Les deux principautés interposées dans le film, à savoir Hobeika et Salmaah, ne sont autres que la transposition de l’Arabie Saoudite et du Qatar.
Le fourbe et le pieux
La Imara de Nesib, le fourbe, est une reconstruction du royaume wahhabite. Premier des potentats du Golfe a avoir accepté la mainmise américaine, Ibn Saoud, comme Nesib, a vite fait d’asservir les tribus d’Arabie sous sa coupe à prix d’argent et de montres dorées pour profiter des honneurs que ses nouveaux maitres lui réservaient. D’héritier tribal déchu, Ibn Saoud se retrouve roi des rois.
Tahar Rahim, l'une des stars d'Or Noir
Celle du Sultan Amar, le juste têtu, représente le Qatar. Cet ilot, petit et sans grandes ressources, si ce n’est celle de la pêche jusqu’au milieu du siècle passé, s’est toujours vu relégué en dernière position. En fait, le prince Khalifa, père de l’actuel prince du Qatar Hamad Al Thani, était un homme pieux et conservateur, qui voulait un Etat Musulman, Wahhabite et fidele aux traditions. Le fils cependant, mais surtout son entourage, voulait un pays plus moderne et plus ouvert. En 1995, il commandite donc un complot de palais et le père se retrouve exilé; c’est depuis ce jour-là que la face du Qatar a changé.
Les mirages de la modernité
Dans le film, Amar est tué par erreur, à la place de son fils. Auda le pleure, même s’ils étaient en désaccord, ce qui montre son respect pour celui qui l’a mis au monde, en conformité avec les traditions de l’islam.
Un déroulement de cette manière aurait probablement soulagé Hamad du Qatar. Né dans un milieu traditionaliste et ayant appris les préceptes de l’islam par cœur, le remords doit souvent l’assaillir en se souvenant qu’il a désobéi a son père.
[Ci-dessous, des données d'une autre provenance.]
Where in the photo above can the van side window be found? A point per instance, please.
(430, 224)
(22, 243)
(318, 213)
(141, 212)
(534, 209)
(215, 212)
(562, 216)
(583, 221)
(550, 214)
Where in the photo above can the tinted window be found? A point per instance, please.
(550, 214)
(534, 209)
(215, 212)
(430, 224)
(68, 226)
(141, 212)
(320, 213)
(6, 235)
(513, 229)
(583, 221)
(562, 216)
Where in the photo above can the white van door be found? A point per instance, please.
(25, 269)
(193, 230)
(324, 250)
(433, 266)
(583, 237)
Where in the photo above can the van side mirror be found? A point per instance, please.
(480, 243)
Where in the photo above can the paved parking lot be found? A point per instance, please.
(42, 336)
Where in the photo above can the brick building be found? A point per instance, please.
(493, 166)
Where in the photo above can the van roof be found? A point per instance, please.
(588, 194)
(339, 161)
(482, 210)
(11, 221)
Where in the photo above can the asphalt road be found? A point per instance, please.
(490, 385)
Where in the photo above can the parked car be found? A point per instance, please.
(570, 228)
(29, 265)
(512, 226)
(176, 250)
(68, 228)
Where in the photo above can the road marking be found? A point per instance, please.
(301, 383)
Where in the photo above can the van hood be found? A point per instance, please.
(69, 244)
Son coup n’a pas plu à tout le monde non plus, à commencer par les clercs qui entouraient son père – tout comme dans la cour d’Amar (ce qui a amené Hamad à les remplacer par une importation Egyptienne, Sheikh Youssef al-Qaradhawi).
Affiche du film d'Annaud
Dans le film, si le meurtre n’avait pas eu lieu, Auda serait passé à l’acte et tué son père: son désir de changement et les convoitises de l’Occident l’y auraient poussé. Auda a donc eu la chance qu’Hamad n’a pas pu avoir, mais qu’importe? Au final, les deux royaumes, le fictif (Hobeika) comme le superficiel (le Qatar), auront intégré les mirages de la modernité.
Il faut donner à Or Noir le crédit d’avoir dépeint une partie de cette triste réalité qui veut que les Arabes soient les porteurs d’une civilisation en décadence continue depuis plusieurs siècles.
Dans la même lignée que Syriana, mais moins bien ficelé et beaucoup plus optimiste, ce film est à voir au moins une fois. Il ne faut pas, cependant, s’attendre à son succès en Occident, car c’est un film à consommation locale.
Il va sans dire que ceux qui ont financé le film sont ceux qui ont donné le coup de grâce à la décadence des peuples arabes. Or Noir1 aurait peut-être eu plus de valeur si sa production avait eu lieu en 2008 ou 2009, et si son bailleur de fonds était autre qu’une dictature. Mais, aujourd’hui, les Arabes se libèrent. Le Qatar les a aidés à chasser leurs dictateurs, mais leur devoir est d’aider son peuple à se libérer aussi, et non secourir son dictateur qui se façonne une nouvelle image.
Antonio Banderas et Tahar Rahim
Un homme d’affaires tunisien doit se souvenir de la délicatesse de la nationalité qu’il porte; il est écœurant de constater que le producteur d’une œuvre à la gloire du roitelet de l’autocratie du Qatar est un Tunisien qui surfe sur les vagues de la révolution aujourd’hui.
* Blogueur tunisien.
1- Le film a ouvert la troisième édition du festival Doha-Tribeca, le 25 octobre 2010.